For the clinical study, we chose two surgery types which are known to have different recovery profiles, with different subdomains contributing to failed recovery [4]. Our findings are consistent with other studies that have shown improved recovery profiles over time, major joint replacement procedures take a longer time for patients to return to a recovered state when comparing it to other procedures [13, 14]. The major contributors to failed recovery in the orthopedic group were nociception (pain) and ADL. The patient reported impact is consistent with the differences between surgery types, including the impact on daily living, work, and satisfaction. Satisfaction is closely correlated with pain, more so than other aspects of the quality of recovery [1, 15].

We also investigated the feasibility and acceptability of the Japanese version of the PostopQRS. In previous studies [2, 10], the time taken to perform the assessments were around 5 min, consistent with the Japanese study. Acceptability was similar in the Japanese population to an Arabic population [9].
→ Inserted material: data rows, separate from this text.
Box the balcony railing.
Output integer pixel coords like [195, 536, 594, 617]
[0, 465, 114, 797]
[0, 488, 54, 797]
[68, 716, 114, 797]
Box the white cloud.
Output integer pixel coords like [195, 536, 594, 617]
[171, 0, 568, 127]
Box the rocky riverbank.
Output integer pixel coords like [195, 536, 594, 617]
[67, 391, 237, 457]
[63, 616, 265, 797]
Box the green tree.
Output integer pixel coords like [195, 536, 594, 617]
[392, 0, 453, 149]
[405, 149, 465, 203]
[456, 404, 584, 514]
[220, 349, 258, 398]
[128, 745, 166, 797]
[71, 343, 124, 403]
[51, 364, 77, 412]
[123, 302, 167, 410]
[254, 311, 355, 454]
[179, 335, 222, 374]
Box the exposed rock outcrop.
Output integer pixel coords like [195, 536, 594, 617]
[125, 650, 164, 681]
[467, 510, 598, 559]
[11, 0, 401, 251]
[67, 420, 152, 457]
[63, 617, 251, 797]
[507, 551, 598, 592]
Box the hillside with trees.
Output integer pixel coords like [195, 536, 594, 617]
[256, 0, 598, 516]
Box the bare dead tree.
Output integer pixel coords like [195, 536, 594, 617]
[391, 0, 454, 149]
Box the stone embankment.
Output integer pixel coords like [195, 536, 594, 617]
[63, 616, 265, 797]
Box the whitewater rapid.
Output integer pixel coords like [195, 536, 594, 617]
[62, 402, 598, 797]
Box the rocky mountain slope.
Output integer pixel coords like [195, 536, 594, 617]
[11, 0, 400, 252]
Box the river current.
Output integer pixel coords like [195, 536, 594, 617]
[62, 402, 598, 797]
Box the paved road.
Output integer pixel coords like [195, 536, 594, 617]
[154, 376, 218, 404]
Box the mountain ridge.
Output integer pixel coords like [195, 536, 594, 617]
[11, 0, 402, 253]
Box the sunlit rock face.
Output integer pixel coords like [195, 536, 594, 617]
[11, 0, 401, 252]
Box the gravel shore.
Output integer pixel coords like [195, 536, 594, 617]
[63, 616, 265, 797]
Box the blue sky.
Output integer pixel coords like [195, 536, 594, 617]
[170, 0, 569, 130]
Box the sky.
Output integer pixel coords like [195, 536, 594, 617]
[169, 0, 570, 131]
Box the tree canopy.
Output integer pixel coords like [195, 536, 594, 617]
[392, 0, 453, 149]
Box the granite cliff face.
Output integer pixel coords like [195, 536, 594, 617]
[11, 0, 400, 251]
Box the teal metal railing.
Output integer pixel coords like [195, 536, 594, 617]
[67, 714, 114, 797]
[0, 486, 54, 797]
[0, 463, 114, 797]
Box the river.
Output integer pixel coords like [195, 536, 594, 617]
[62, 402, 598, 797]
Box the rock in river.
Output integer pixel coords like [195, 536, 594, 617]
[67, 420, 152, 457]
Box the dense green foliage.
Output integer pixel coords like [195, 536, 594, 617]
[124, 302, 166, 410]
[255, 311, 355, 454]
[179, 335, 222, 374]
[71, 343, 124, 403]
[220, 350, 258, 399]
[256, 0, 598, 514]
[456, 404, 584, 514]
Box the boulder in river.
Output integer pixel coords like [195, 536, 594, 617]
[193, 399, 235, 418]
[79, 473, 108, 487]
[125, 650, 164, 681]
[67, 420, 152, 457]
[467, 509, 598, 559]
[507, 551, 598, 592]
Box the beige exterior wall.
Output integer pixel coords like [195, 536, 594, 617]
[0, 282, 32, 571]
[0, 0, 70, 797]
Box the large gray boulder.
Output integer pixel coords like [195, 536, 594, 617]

There are several limitations in this study. For the human volunteer study, by design of using bilingual speakers, we were likely to test a more educated stratum of society. Further, the sample may have been underpowered to demonstrate equivalence, but the data over time are similar between groups. Further, there could be inherent difference as the ability in each language may differ within individuals, as the birth language is likely to be stronger than the second language. Our sample size was based on only one of the tests in the cognitive battery which has data that is closest to continuous rather than categorical data, which may not be the best approach for all of the tests. Further, the definition of 10% difference to define a clinically meaningful difference is subjective but was based on prior language validation studies [8], and we kept that definition to improve consistency across language validations. However, other differences such as a 0.5-point difference may have been a better metric across the full battery of tests. Our clinical study was small and only tested surgery types where known differences of recovery were likely to occur. As an observational study, we did not control for the type of anesthesia or postoperative management, which could increase the heterogeneity of the recovery profiles. Attrition was low, but it is possible that patients refusing to participate in the study could represent a worse recovery group. Future studies are required in the Japanese population to benchmark recovery in many types of surgery and patient cohorts. The samples size for this study was too small to allow subgroup analysis.

Conclusion

The Japanese version of the PostopQRS is similar to the English version for assessment of cognition and other domains. The assessment tool was able to show discriminant validity as well as feasibility and acceptability.